Weather Typing and Synoptic Climatology

CEVE 543 - Fall 2025

Lecture

Author

Dr. James Doss-Gollin

Published

Mon., Oct. 27

Today

Weather typing: motivation and applications
Clustering methods (K-means and alternatives)
Dimension reduction via PCA
Paper prep for Wednesday

1 Weather Typing and Analogs

1.1 The Power of Analogs

The fundamental problem:

Recall from 10/20 and 10/22 lectures:

Climate models: systematic biases in local variables (drizzle bias, extremes)
Coarse resolution: ~100-300 km gridcells
“One gridcell = San Francisco to Sacramento”
Too coarse for local impacts

Key insight: Models may get local precipitation wrong but large-scale patterns right!

The solution: Use analogs

Match large-scale patterns (models do well) to historical local impacts (what we observe).

Multiple analog methods:

LOCA: Find matching historical days, select best analog per location (Pierce et al. 2015)
Weather typing: Group states into discrete “types,” use conditional statistics (today’s focus)
Archetype analysis: Identify extreme “corner” patterns (Steinschneider and Lall 2015)
Self-organizing maps: Neural network preserving topology (Agel et al. 2018; Lima, AghaKouchak, and Lall 2017)

We’ll focus on weather typing, but the core idea generalizes.

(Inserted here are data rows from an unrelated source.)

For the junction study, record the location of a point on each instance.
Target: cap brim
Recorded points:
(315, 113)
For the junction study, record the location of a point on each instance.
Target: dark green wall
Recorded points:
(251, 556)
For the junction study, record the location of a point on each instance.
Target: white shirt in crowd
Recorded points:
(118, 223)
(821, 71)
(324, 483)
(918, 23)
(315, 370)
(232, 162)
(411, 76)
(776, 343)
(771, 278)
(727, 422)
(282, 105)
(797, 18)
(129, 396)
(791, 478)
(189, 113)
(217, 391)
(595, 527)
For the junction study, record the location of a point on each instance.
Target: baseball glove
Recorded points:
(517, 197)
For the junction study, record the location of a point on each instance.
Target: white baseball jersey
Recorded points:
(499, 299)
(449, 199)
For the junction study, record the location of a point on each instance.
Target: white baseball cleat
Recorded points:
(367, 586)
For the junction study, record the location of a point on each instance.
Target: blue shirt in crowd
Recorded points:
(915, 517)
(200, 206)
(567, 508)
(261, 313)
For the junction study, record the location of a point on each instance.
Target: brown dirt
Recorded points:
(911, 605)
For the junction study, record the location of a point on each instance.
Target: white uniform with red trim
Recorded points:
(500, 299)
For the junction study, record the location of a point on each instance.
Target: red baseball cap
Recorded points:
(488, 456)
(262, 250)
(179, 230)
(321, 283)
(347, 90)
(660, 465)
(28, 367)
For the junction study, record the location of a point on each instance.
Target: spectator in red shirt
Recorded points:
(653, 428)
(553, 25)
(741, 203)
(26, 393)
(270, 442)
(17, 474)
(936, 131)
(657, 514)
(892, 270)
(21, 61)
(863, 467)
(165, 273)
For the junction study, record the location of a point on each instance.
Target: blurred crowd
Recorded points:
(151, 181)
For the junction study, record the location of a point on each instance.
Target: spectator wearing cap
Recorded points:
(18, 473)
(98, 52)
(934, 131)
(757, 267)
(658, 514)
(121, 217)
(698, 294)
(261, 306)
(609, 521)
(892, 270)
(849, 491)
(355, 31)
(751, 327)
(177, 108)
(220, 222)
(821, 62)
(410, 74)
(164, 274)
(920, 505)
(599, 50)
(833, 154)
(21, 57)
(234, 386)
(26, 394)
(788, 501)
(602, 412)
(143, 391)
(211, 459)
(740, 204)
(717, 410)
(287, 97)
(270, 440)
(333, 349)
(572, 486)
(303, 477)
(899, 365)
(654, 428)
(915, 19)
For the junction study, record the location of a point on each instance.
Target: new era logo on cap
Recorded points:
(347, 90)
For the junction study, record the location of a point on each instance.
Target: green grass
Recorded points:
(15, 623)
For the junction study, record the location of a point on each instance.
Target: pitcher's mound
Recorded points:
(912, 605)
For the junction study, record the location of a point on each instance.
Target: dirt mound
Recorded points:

1.2 Weather Typing Approach

Goal: Group similar atmospheric states into discrete “types”

Workflow:

Identify recurring large-scale circulation patterns
Link each weather type to observed local impacts
When model simulates a weather type, apply local statistics
Track weather type frequency changes under climate change

Applications:

Statistical downscaling
Bias correction conditioned on weather type
Extreme event attribution
Understanding circulation changes

Widely used in synoptic climatology and hydrology (Moron et al. 2015, 2008; Lee and Sheridan 2018; Rueda et al. 2016; Cagigal et al. 2020).

2 Clustering

2.1 Motivation

Goal: Partition observations into groups (clusters) with similar characteristics

Why cluster?

Identify patterns in high-dimensional data
Reduce continuous variability to discrete states
Enable conditional statistics (e.g., P(rain | weather type))

2.2 K-means Clustering

Objective: Partition n observations into k clusters

Each observation is assigned to the cluster with the nearest mean (centroid).

Algorithm:

Initialize k centroids randomly
Assign each observation to the nearest centroid
- Uses a distance metric (typically Euclidean distance)
Update the centroids by computing the mean of all assigned observations
Repeat steps 2-3 until convergence (assignments no longer change)

Key choices:

Number of clusters k:

Use the “elbow method” to select k:

Plot within-cluster sum of squares (WCSS) versus k
WCSS measures total distance from points to their cluster centroids
Look for an “elbow” where adding more clusters gives diminishing returns

Elbow plot showing within-cluster variance decreasing as K increases, with optimal K at the elbow. Source: IBM

Distance metric:

Euclidean distance is most common
Other options: Manhattan, cosine similarity

Initialization:

Algorithm is sensitive to initial centroid placement
Common practice: run multiple times with different initializations
Keep the solution with lowest WCSS

Limitations:

“Hard” classification (each point assigned to exactly one cluster)
Assumes spherical clusters of similar size
Sensitive to initialization
Must specify k in advance
Can struggle with outliers
Sensitive to data scaling: K-means uses Euclidean distance, so variables with large variances will dominate the clustering. This motivates dimension reduction (PCA) before clustering. If you cluster on PCs, should you scale them to equal variance first? There’s no “right” or “wrong” answer - just be aware of the choice!

2.3 Alternatives

Gaussian Mixture Models (GMMs):

Probabilistic approach
Each point has probability of belonging to each cluster
“Soft” classification
More flexible than K-means

Self-Organizing Maps (SOMs):

Neural network approach
Maps high-D data to low-D grid
Preserves topological structure
Good for visualization

Hierarchical clustering:

Builds tree of clusters (dendrogram)
Agglomerative (bottom-up) or divisive (top-down)
Don’t need to specify k in advance
Can cut dendrogram at different levels

3 Dimension Reduction

Problem: Clustering algorithms work poorly in high dimensions

Why?

Curse of dimensionality: points become equidistant
Distance metrics become less meaningful
More noise, slower computation

Solution: Reduce dimensionality first, then apply clustering

3.1 PCA

Also called: Empirical Orthogonal Functions (EOFs), Singular Value Decomposition (SVD)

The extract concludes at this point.